自分はポンド系の通貨ペアでトレードすることが多いので、今回アートにする通貨ぺアは日本円とポンドの、GBP/JPYとしました。

Step2: Generative Design Modelを考える

このパートはチームメイトが担当していた領域ではあるのですが、彼が初心者であることを踏まえて既存のモデルを少し改修して、自分たちのデザインにすることにしました。活用したモデルは、”Generative System”というもので、このチュートリアルから学習することが可能です。分かりやすくp5.jsの基礎も解説されています。

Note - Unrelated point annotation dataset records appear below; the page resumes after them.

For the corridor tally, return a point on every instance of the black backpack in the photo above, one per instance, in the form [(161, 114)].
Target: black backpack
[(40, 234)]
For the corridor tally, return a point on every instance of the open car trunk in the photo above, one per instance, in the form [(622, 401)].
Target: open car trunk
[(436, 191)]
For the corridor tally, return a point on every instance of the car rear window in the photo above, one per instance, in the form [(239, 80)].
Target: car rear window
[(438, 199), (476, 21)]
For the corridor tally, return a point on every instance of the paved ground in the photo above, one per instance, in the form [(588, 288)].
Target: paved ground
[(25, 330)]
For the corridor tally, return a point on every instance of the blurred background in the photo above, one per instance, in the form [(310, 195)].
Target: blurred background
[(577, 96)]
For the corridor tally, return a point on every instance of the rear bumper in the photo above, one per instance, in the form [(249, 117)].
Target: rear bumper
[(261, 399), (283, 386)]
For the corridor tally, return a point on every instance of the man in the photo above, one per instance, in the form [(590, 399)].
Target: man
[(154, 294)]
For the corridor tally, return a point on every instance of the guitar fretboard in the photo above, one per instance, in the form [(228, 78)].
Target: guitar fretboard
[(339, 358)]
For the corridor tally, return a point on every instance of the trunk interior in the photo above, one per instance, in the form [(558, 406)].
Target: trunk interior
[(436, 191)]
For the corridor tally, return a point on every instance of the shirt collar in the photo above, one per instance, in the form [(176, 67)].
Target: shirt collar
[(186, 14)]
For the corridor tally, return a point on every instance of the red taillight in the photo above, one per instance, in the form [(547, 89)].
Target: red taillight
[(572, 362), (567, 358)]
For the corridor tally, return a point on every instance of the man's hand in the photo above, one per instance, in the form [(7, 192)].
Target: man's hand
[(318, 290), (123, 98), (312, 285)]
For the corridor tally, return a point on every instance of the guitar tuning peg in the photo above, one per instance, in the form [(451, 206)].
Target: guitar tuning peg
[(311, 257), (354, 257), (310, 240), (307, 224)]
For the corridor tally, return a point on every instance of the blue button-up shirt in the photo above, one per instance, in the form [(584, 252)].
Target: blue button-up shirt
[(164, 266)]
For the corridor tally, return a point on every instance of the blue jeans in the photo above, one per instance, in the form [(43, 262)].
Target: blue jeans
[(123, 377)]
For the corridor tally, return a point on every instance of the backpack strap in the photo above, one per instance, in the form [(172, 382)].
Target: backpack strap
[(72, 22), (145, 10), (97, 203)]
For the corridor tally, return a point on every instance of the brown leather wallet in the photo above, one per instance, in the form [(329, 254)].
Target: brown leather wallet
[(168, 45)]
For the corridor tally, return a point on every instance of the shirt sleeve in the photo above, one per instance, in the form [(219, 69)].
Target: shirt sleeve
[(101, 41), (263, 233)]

Step3: リアルタイム為替データをモデルに組み込む

次のステップとしては、取得した為替データを作成したGenerative Systemに組み込むことです。先程のデザインはランダムネスを活用して、予測不可能なデザインを作成していたのですが、そのランダムネスを為替変動に変換して組み込むことで、為替に連動したアートを作成することにしました。

分かりやすく言えば、変数でRandom()としていた部分を、毎秒APIを経由して取得される為替データの変動率に変換しただけです。単純なステップですが、上の動画にあるようなリアルタイムの複雑なデザインを実現できます。

余談となりますが、為替データを完全にアート化する”Artist Mode”と、為替データの変動をオブジェクトの形や大小で視覚化する”Classic Mode”に分けて開発しています。

Step4: Stock Artistのウェブサイトを開設する

最終的にはHTML/CSSを活用して、実際のUIを作成しました。その後にGithubを使ってウェブページ をホストしています。Githubを使ってウェブページを開設する方法は、こちらに分かりやすく掲載されています。また、API Keyが表示されてしまうので、ウェブサイトリンクは公開していません...。

最終的にはそれっぽいウェブページができたわけですが、実はこのアートは為替変動が大きくなると、ランダムな形状になり、為替変動が小さくなると、美しいデザインをみれることができるように設計されています。将来はBloombergやReuterの金融ページトップに掲載されるような時が来ることを期待して、個人的なプロジェクトとしてこれからも開発を続けていきたいと思います。

最後に: ビジネスマンがITの実装を体験することはマスト

自分はこれまでビジネスコンサルティングに携わってきたので、システム開発のプロジェクトに携わることも多かったのですが、その時にITサイドの人と対等に会話できないことを少しコンプレックスに感じていました。何かを作ることになった時にITを駆使することはマストなので、何が難しいのか、できるのか、といったことを実感を持って語れるか否かは、ビジネスマンとして大きな差になると思います。

今回の経験だけで、それができるようになったとは思いませんが、プログラミングをする過程で得た小さな成功や如何なるミスも、必ずビジネスマン
としての自分に影響を与えると思いますので、今後もプログラミングには携わり続けたいと思います。